Tymczasem w Suwerennej Polski obecnie to Patryk Jaki ma chrapkę na bycie głową państwa. – Oficjalnie jestem w gronie tych osób, które są rozważane w ramach kandydatów Zjednoczonej Prawicy – oznajmił Patryk Jaki w rozmowie z Beatą Lubecką na antenie Radia Zet. – Sądzę, że jestem w gronie tych osób, które są badane, ale oczywiście jeśli będzie lepszy kandydat, to ja się nie będę pchał – dodał.

Jaki widzi siebie jako prezydenta Polski

Patryk Jaki wyznał też, że jest gotów do startu w wyborach prezydenckich w 2025 roku, gdyż ma "silne przekonanie co do tego, że w Polsce musi się wiele zmienić". – Przede wszystkim jestem oburzony tym, że blokowane są inwestycje, które spowodowałyby, że Polacy by więcej zarobili – mówił.

Sonda

Czy Patryk Jaki miałby szansę w wyborach prezydenckich?

1346 odpowiedzi

A jak tłumaczyliśmy w naTemat.pl, wydaje się to mało prawdopodobne, że Jaki zostanie uznany za godnego kandydata, gdy weźmiemy pod uwagę "skomplikowane relacje" ludzi Zbigniewa Ziobry z innymi frakcjami Zjednoczonej Prawicy.

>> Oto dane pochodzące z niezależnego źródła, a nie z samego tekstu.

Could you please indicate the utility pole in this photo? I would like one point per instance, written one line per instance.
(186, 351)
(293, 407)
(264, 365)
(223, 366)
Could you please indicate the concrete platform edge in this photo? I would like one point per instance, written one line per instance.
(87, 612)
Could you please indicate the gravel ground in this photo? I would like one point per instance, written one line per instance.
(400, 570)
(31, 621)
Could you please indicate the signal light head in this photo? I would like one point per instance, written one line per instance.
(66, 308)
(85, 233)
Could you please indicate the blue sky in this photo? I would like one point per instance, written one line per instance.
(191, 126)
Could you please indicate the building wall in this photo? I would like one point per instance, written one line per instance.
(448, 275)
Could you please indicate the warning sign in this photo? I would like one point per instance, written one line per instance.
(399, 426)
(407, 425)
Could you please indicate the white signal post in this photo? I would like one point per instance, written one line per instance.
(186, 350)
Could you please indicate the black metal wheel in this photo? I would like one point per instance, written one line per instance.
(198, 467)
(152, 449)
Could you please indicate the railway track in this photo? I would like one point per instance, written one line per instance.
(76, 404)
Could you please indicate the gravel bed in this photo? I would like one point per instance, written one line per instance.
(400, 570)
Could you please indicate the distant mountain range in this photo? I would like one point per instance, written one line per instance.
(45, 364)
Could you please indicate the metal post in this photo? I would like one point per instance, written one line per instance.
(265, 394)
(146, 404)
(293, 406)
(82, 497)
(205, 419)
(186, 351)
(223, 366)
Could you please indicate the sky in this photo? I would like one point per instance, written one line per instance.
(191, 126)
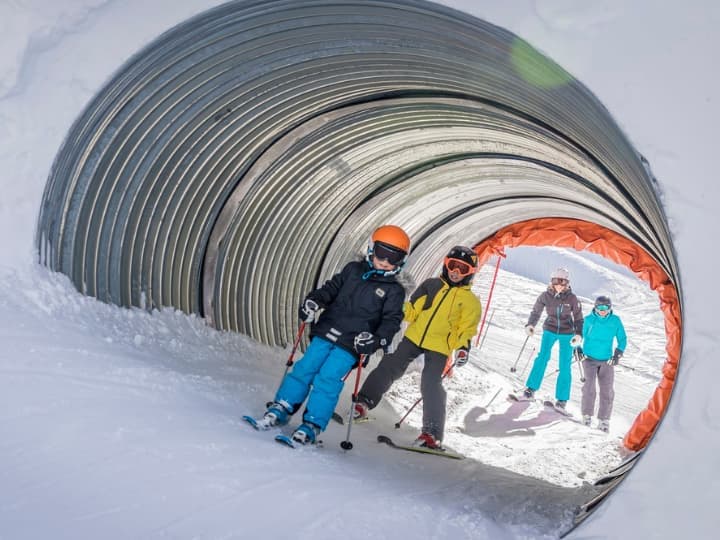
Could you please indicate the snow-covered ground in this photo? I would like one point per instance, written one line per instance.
(119, 420)
(121, 424)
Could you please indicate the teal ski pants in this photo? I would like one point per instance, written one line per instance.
(564, 380)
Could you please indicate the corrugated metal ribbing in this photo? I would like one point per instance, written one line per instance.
(245, 154)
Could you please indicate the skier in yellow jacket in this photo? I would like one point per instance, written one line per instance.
(443, 314)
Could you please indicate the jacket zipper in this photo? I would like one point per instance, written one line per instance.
(427, 326)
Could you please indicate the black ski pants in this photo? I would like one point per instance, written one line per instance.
(393, 366)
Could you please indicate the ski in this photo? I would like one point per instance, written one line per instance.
(519, 397)
(284, 439)
(253, 422)
(421, 450)
(288, 441)
(340, 420)
(551, 405)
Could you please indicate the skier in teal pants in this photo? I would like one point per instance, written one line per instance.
(563, 324)
(355, 313)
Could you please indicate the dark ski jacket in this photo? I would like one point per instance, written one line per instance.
(353, 305)
(564, 312)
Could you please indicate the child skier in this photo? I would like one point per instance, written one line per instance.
(601, 329)
(443, 314)
(564, 324)
(362, 311)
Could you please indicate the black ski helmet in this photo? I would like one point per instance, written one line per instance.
(466, 255)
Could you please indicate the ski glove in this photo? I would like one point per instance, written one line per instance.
(617, 355)
(365, 343)
(460, 356)
(308, 310)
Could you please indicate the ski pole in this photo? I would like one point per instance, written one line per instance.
(527, 362)
(492, 287)
(295, 345)
(513, 369)
(558, 369)
(397, 424)
(292, 355)
(486, 329)
(346, 444)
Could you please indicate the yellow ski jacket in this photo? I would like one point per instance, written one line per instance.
(442, 318)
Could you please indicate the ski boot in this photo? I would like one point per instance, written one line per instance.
(277, 414)
(426, 440)
(306, 434)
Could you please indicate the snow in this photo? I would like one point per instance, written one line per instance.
(118, 423)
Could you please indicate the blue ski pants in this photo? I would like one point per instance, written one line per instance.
(564, 380)
(320, 374)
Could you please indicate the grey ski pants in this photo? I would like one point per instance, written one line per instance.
(393, 366)
(605, 376)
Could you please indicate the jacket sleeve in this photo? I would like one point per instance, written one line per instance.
(467, 326)
(392, 316)
(325, 295)
(586, 328)
(578, 318)
(537, 310)
(621, 336)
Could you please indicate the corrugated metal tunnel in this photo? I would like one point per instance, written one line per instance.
(247, 153)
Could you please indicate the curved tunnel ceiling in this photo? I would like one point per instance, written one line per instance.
(247, 153)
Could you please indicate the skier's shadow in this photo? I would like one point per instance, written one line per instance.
(506, 424)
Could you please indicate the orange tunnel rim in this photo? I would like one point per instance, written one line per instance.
(584, 235)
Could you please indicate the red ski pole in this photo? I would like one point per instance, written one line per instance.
(346, 444)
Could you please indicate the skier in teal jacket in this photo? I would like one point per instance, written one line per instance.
(604, 341)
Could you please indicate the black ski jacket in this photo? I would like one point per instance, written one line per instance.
(353, 305)
(564, 312)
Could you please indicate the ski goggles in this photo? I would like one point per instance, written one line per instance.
(461, 267)
(383, 252)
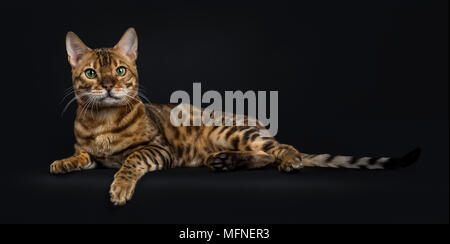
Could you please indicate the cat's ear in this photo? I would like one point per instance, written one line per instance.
(128, 44)
(76, 49)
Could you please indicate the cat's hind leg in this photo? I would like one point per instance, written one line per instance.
(81, 161)
(231, 160)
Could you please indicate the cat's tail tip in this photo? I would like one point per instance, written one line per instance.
(405, 161)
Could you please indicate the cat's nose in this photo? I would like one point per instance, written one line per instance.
(108, 86)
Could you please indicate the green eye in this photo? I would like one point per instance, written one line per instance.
(121, 71)
(90, 73)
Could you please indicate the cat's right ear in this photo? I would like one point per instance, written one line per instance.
(76, 49)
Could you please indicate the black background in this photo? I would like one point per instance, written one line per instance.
(354, 78)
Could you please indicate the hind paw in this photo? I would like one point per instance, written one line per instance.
(222, 162)
(291, 165)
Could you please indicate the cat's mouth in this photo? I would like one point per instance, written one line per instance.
(110, 97)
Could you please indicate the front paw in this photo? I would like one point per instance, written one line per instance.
(122, 190)
(62, 167)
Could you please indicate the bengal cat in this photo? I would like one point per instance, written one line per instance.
(114, 128)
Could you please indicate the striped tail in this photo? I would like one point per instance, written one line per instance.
(330, 161)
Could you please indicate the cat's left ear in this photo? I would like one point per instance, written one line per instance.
(128, 45)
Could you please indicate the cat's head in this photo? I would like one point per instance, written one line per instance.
(104, 77)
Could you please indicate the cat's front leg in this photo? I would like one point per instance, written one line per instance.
(81, 161)
(136, 165)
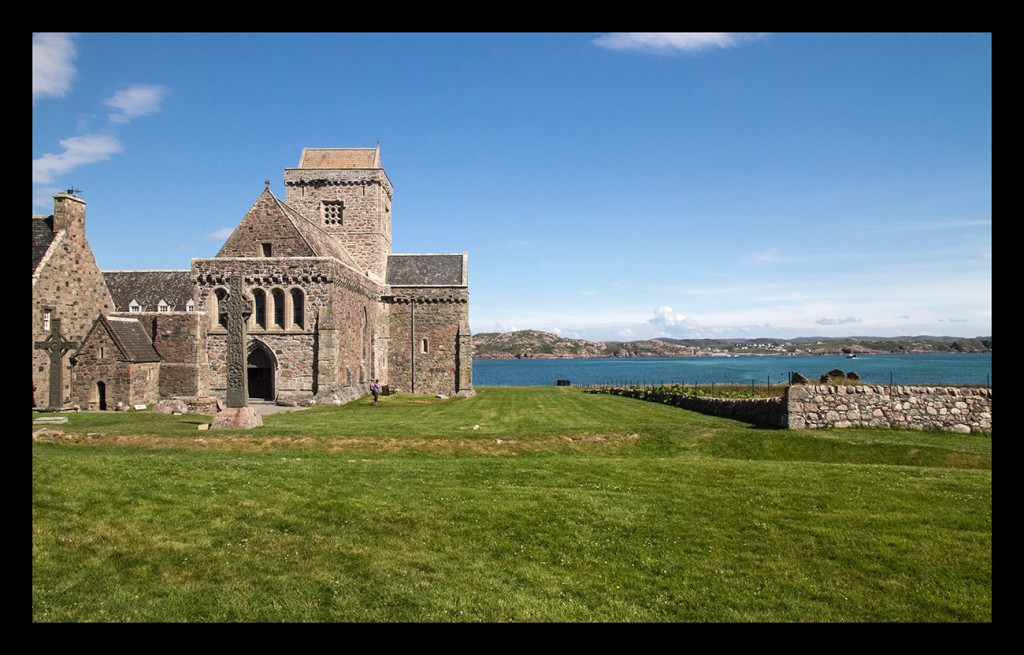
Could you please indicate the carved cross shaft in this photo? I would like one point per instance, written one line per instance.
(237, 307)
(57, 347)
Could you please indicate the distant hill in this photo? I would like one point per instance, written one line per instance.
(524, 344)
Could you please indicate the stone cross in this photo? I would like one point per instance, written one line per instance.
(57, 346)
(238, 308)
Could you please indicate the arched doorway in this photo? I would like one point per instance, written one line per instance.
(260, 364)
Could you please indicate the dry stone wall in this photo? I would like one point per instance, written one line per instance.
(965, 410)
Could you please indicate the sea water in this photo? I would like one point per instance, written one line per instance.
(923, 369)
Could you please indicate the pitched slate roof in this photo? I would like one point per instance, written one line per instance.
(320, 241)
(268, 209)
(131, 338)
(426, 270)
(335, 158)
(42, 236)
(148, 288)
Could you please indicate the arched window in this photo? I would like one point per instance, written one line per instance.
(298, 309)
(259, 309)
(279, 308)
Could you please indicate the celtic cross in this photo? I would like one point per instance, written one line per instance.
(57, 347)
(237, 307)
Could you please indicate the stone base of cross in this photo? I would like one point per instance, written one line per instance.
(237, 419)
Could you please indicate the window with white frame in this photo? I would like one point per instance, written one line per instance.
(333, 212)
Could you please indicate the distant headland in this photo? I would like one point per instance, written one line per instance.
(535, 344)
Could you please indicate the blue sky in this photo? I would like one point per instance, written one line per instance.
(606, 186)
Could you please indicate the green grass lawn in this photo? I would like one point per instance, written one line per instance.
(518, 505)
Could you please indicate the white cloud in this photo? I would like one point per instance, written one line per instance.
(671, 41)
(665, 316)
(52, 64)
(221, 233)
(78, 150)
(135, 101)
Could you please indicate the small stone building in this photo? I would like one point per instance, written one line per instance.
(332, 307)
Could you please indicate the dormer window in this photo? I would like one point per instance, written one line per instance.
(333, 212)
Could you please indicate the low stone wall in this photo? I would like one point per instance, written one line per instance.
(762, 411)
(964, 410)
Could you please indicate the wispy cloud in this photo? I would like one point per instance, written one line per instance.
(77, 151)
(221, 233)
(52, 64)
(838, 320)
(920, 226)
(674, 41)
(135, 101)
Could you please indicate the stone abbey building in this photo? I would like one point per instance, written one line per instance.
(332, 308)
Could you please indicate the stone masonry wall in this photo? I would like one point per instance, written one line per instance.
(438, 313)
(965, 410)
(366, 227)
(70, 286)
(128, 383)
(179, 338)
(303, 362)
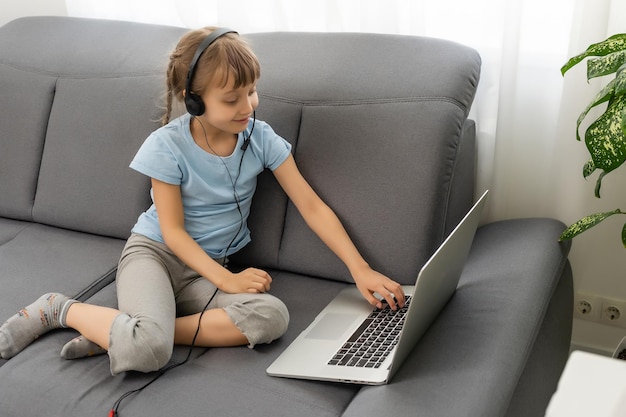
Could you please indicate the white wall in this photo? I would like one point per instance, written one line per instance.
(12, 9)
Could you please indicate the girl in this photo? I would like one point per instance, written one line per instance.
(173, 285)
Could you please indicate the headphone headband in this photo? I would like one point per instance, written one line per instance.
(193, 102)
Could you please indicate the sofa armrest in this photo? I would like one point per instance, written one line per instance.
(471, 359)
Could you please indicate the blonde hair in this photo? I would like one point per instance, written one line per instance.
(229, 56)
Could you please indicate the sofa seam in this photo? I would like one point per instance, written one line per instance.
(64, 75)
(364, 101)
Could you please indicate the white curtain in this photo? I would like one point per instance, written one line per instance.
(525, 110)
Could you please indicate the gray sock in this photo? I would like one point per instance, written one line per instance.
(81, 347)
(46, 313)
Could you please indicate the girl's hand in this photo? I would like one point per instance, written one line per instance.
(251, 280)
(370, 282)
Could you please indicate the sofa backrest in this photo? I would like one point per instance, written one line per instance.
(379, 127)
(378, 123)
(78, 99)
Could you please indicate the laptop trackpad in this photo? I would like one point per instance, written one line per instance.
(331, 326)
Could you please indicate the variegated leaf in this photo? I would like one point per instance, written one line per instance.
(605, 138)
(603, 96)
(596, 191)
(620, 81)
(613, 44)
(606, 65)
(586, 223)
(588, 168)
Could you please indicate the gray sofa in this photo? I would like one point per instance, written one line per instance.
(378, 125)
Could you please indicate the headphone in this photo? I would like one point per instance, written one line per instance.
(193, 102)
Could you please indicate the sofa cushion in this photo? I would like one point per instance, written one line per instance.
(39, 259)
(25, 101)
(220, 382)
(374, 147)
(84, 181)
(92, 113)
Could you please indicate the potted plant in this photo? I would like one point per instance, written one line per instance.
(605, 138)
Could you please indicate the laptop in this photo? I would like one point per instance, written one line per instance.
(338, 345)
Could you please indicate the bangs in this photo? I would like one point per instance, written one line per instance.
(234, 61)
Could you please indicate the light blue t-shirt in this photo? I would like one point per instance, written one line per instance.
(211, 216)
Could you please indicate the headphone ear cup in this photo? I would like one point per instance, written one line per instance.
(194, 104)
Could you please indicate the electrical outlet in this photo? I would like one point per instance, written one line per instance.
(613, 312)
(587, 306)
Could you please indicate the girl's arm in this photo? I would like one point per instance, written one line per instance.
(169, 205)
(323, 221)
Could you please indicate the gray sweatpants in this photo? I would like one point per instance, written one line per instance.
(154, 287)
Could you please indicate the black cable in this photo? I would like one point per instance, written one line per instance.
(114, 410)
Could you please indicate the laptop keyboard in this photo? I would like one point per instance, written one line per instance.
(371, 343)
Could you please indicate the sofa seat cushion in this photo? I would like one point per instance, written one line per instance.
(35, 259)
(224, 382)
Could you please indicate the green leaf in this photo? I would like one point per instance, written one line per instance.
(588, 168)
(606, 65)
(606, 94)
(620, 81)
(613, 44)
(605, 138)
(587, 223)
(599, 184)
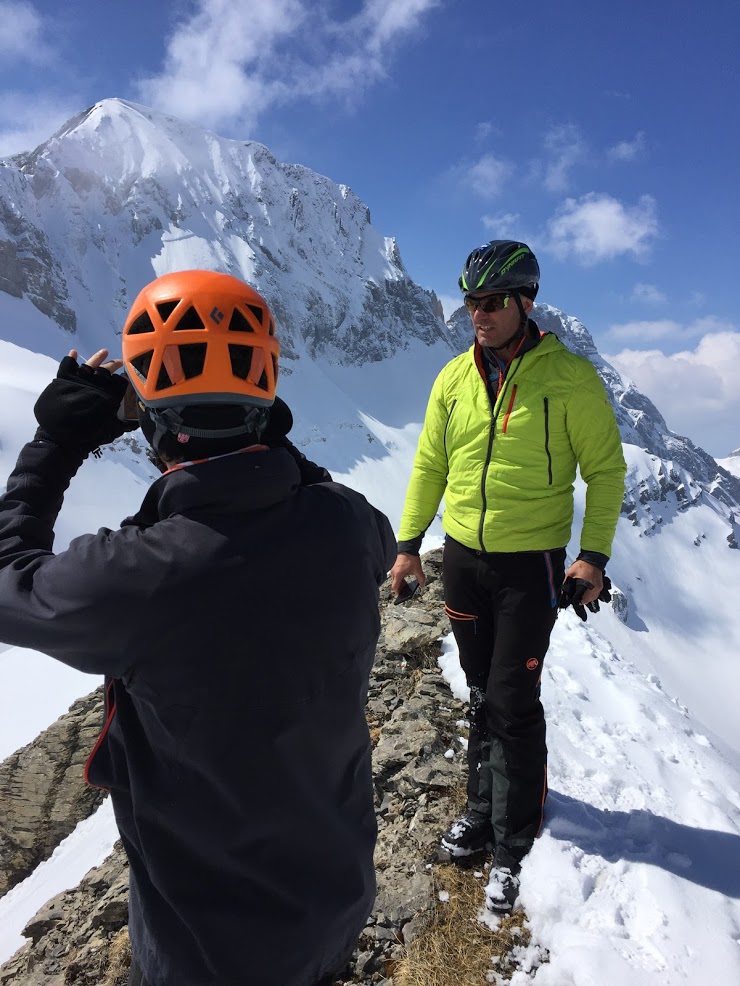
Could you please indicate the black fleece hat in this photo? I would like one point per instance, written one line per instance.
(217, 417)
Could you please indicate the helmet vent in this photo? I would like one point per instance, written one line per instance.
(193, 359)
(142, 363)
(241, 360)
(166, 308)
(239, 323)
(163, 380)
(190, 320)
(141, 324)
(257, 312)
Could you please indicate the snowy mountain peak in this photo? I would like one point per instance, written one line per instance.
(121, 194)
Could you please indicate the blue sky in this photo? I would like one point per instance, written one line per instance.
(607, 137)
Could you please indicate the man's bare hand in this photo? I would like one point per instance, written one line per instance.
(99, 359)
(405, 566)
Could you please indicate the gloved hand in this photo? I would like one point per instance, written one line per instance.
(78, 408)
(572, 592)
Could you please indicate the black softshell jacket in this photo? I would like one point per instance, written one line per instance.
(235, 618)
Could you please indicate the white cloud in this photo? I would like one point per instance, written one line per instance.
(488, 175)
(564, 147)
(648, 293)
(599, 227)
(627, 150)
(504, 226)
(231, 61)
(696, 390)
(652, 331)
(27, 120)
(21, 32)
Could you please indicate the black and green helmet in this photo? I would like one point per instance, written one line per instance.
(501, 265)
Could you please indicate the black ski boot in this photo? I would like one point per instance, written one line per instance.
(468, 834)
(503, 882)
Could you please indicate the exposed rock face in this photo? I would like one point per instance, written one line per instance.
(134, 186)
(43, 791)
(418, 768)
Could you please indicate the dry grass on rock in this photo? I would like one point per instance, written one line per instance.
(119, 959)
(457, 949)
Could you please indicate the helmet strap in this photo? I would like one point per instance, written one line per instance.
(170, 420)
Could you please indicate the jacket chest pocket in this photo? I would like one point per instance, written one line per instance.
(529, 429)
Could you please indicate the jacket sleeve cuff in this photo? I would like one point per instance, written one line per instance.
(593, 558)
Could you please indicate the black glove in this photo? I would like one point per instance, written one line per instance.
(573, 590)
(78, 409)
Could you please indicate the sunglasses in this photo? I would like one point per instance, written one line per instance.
(488, 304)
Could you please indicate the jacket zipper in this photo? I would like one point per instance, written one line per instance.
(447, 425)
(491, 432)
(510, 408)
(547, 441)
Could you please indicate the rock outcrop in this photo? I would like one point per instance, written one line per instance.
(43, 791)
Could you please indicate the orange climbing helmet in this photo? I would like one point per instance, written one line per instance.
(199, 337)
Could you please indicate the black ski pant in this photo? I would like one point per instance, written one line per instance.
(502, 607)
(136, 978)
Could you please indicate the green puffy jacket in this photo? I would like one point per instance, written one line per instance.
(507, 474)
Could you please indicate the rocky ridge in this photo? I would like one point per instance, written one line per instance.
(43, 790)
(416, 726)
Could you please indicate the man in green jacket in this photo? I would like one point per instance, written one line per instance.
(506, 426)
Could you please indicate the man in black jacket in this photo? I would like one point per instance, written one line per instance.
(235, 746)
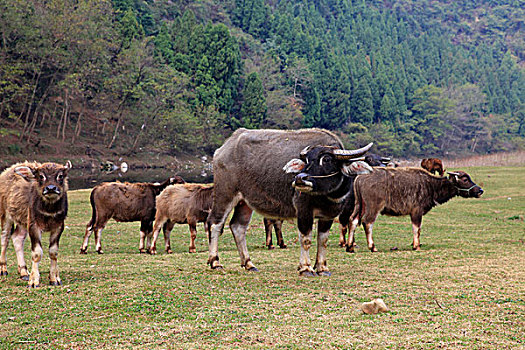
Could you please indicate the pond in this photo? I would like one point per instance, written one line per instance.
(88, 178)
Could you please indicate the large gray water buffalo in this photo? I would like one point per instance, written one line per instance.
(255, 170)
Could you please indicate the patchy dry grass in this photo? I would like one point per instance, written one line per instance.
(464, 290)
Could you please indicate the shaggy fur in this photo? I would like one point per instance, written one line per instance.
(181, 204)
(124, 202)
(404, 191)
(33, 197)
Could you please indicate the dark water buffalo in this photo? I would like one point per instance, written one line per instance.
(404, 191)
(181, 204)
(124, 202)
(33, 197)
(277, 225)
(433, 165)
(248, 175)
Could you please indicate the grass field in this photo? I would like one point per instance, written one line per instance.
(464, 290)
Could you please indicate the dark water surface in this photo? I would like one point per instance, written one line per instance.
(88, 178)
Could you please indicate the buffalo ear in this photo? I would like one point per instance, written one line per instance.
(26, 172)
(453, 176)
(295, 166)
(357, 168)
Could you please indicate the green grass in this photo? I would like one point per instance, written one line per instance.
(464, 290)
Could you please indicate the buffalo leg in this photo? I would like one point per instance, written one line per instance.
(168, 226)
(146, 227)
(238, 225)
(278, 226)
(323, 231)
(370, 240)
(193, 236)
(305, 238)
(19, 237)
(268, 229)
(222, 206)
(36, 254)
(7, 228)
(89, 231)
(350, 243)
(54, 238)
(416, 231)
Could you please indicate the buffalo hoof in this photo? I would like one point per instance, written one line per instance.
(307, 273)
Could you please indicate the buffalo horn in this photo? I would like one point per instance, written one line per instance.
(347, 154)
(304, 151)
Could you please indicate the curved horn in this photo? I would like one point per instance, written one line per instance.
(304, 151)
(347, 154)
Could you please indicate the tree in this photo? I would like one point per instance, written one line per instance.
(253, 110)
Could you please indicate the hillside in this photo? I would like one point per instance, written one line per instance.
(142, 78)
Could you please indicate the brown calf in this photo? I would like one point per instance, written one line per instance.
(277, 225)
(33, 197)
(433, 165)
(181, 204)
(124, 202)
(404, 191)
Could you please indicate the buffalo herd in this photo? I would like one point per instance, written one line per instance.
(300, 175)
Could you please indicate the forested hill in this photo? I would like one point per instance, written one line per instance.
(131, 77)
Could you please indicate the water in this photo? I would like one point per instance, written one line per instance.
(89, 178)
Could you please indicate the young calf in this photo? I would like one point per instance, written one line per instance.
(124, 202)
(404, 191)
(181, 204)
(33, 197)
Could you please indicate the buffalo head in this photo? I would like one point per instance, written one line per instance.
(322, 169)
(50, 179)
(464, 184)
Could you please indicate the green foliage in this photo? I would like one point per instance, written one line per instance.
(253, 110)
(418, 78)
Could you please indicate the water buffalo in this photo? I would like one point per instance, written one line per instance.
(404, 191)
(181, 204)
(248, 175)
(433, 165)
(277, 225)
(124, 202)
(33, 197)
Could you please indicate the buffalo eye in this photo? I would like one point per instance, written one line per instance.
(325, 159)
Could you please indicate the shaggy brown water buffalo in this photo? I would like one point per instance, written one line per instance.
(248, 175)
(404, 191)
(433, 165)
(33, 197)
(181, 204)
(277, 225)
(124, 202)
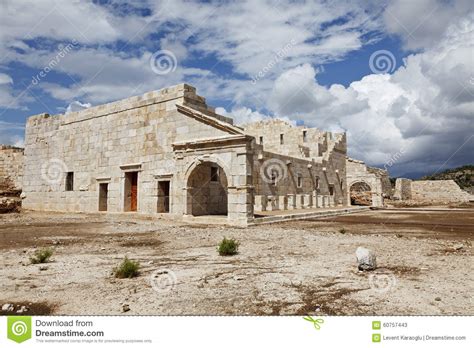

Przypomnijmy przy okazji, że pierwszy objawy tego sporu w jednej z rozmów z cyklu #TYLKONATEMAT zdradził wiceszef klubu parlamentarnego PiS Marcin Ociepa. – Bierzemy pod uwagę różne scenariusze (...). Nie jest wcale wykluczone, że w pierwszej turze wyborów każde ze współtworzących naszą koalicję środowisk wystawi własnego kandydata – mówił w maju prezes Stowarzyszenia OdNowa.

– A jeśli miałoby dojść do porozumienia, to – oczywiście ze względu na wielkość – pierwszeństwo w zaproponowaniu jakiegoś ciekawego nazwiska ma PiS. Nic jednak na siłę. Jeśli to nie będzie kandydat, którego będziemy mogli wspólnie poprzeć, rozpatrzymy inne opcje, które leżą na stole – stwierdził wymownie Ociepa.